A lock is reliable only insofar as it cannot be defeated by an intruder. Computer technology makes things easier, alas, including for those who hate doors they cannot open (and no, we are not talking about cats). Thanks to 3D printers, copying keys has become much easier. Of course, to print them, you need at least one decent image of the original.
Researchers in Singapore recently published a paper demonstrating SpiKey, a door lock attack that doesn’t require a picture. You simply use your smartphone to record the clicks of the key being inserted into the keyhole.
How the clicks reveal the key
The attack works on pin tumbler locks, the most common type in use today. The mechanism is based on a cylinder that must be turned to lock or open the door. This cylinder houses several pins, which consist of two parts of different lengths and are held in place by springs.
When there is no key in the keyhole, the pins fill the cylinder entirely, and their outer part prevents the cylinder from turning. A suitably shaped key moves the pins so that the boundary between the two parts coincides with the edge of the cylinder; as a result, nothing prevents it from turning. The main secret of a key is the depth of its grooves (pits), which determine the pins’ fit.

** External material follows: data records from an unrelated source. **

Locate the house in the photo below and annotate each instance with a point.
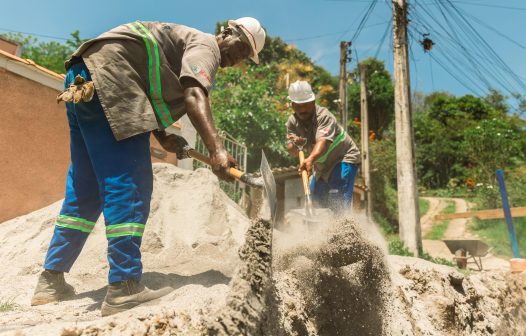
(34, 135)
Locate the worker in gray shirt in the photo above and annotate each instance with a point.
(131, 81)
(334, 157)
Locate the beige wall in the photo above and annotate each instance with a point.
(10, 47)
(34, 146)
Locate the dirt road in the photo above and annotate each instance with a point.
(457, 229)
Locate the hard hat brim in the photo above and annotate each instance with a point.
(254, 57)
(312, 97)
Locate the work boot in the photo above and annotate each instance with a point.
(51, 287)
(127, 294)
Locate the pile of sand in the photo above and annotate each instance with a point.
(231, 279)
(191, 243)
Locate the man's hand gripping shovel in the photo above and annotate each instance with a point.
(265, 181)
(309, 209)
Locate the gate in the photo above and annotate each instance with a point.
(234, 190)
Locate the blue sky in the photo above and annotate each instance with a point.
(316, 27)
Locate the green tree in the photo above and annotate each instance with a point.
(380, 95)
(246, 105)
(50, 54)
(493, 144)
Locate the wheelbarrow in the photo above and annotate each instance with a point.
(464, 250)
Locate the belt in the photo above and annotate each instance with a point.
(72, 61)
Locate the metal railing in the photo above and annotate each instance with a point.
(235, 190)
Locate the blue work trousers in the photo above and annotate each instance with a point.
(108, 176)
(335, 194)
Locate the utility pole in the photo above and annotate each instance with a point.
(408, 212)
(364, 112)
(344, 58)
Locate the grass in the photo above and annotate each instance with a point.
(494, 232)
(423, 205)
(397, 247)
(7, 305)
(438, 230)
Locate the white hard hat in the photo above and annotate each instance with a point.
(253, 32)
(300, 92)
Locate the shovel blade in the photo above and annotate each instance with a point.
(269, 186)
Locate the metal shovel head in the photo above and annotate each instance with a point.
(269, 185)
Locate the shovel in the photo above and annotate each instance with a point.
(266, 181)
(309, 210)
(306, 217)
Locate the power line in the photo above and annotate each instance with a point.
(366, 11)
(492, 6)
(461, 42)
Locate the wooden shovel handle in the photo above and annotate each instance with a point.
(304, 175)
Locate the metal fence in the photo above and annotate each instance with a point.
(234, 190)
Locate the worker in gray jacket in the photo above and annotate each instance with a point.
(333, 156)
(135, 79)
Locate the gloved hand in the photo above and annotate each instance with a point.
(306, 165)
(297, 140)
(79, 90)
(221, 160)
(173, 143)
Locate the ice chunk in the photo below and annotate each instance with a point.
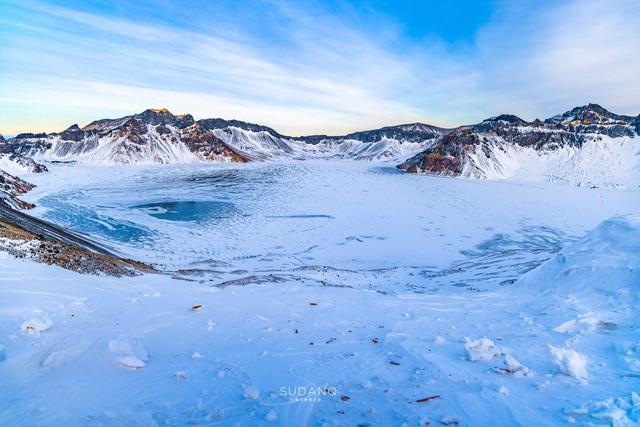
(130, 354)
(570, 362)
(271, 416)
(515, 367)
(131, 362)
(251, 393)
(483, 349)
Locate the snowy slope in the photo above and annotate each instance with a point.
(561, 347)
(585, 146)
(601, 161)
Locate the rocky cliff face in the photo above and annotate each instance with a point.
(11, 187)
(153, 136)
(507, 146)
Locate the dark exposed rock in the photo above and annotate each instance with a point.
(450, 154)
(415, 132)
(221, 124)
(73, 133)
(199, 140)
(11, 187)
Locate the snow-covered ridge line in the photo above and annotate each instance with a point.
(157, 136)
(585, 146)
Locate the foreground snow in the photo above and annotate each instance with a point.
(82, 350)
(335, 293)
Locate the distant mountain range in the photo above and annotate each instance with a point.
(586, 145)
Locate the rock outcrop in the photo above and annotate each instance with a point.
(587, 142)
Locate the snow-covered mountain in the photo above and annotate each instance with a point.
(157, 136)
(10, 188)
(587, 145)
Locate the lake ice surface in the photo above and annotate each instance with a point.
(413, 296)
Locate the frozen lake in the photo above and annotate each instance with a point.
(405, 294)
(382, 228)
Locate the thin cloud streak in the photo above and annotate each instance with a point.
(327, 76)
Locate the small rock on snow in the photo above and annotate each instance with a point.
(251, 393)
(483, 349)
(35, 325)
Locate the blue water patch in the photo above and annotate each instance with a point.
(302, 216)
(86, 220)
(191, 211)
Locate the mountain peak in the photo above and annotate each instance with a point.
(587, 115)
(508, 118)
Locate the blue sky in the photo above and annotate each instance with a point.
(307, 67)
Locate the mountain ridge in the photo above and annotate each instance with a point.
(498, 147)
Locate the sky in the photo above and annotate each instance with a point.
(314, 67)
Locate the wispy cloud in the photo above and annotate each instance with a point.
(309, 69)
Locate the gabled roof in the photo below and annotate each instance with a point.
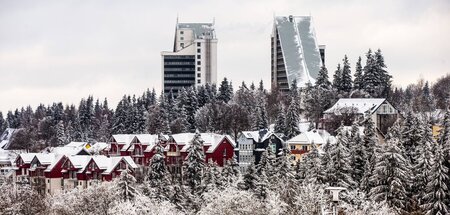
(259, 136)
(114, 161)
(209, 139)
(76, 144)
(316, 136)
(79, 161)
(46, 159)
(27, 157)
(98, 146)
(67, 150)
(123, 138)
(360, 105)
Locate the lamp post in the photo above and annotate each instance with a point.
(335, 196)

When you insert a key into the lock, the pins move based on the shape of the key: They rise when a ridge (the protrusion located between the grooves) passes under them, and then fall again. When the pins fall, they click.
By measuring the time between clicks, scientists were able to determine the distance between the ridges on the key. This method, of course, does not reveal the main variable: how deep the grooves on the key are. But it does provide some idea of the shape of the key. By exploiting this approach, researchers were able to find key variants that corresponded to the original key.
Why the SpiKey attack is dangerous
An attacker cannot use the SpiKey attack to create a detailed portrait of an original key. However, here is another useful fact: Keys aren’t truly random. By combining data on the distance between the ridges and knowledge of the requirements for keys for six-pin locks manufactured by Schlage, the researchers were able to narrow the range of possible keys from 330,000 to just a few. An attacker who wants to copy a key can print just five variants on a 3D printer and try each of them. One of the keys will almost certainly defeat the lock.
Don’t panic
Like most attacks developed in a lab, SpiKey has its drawbacks, and burglars are unlikely to put it into practice anytime soon.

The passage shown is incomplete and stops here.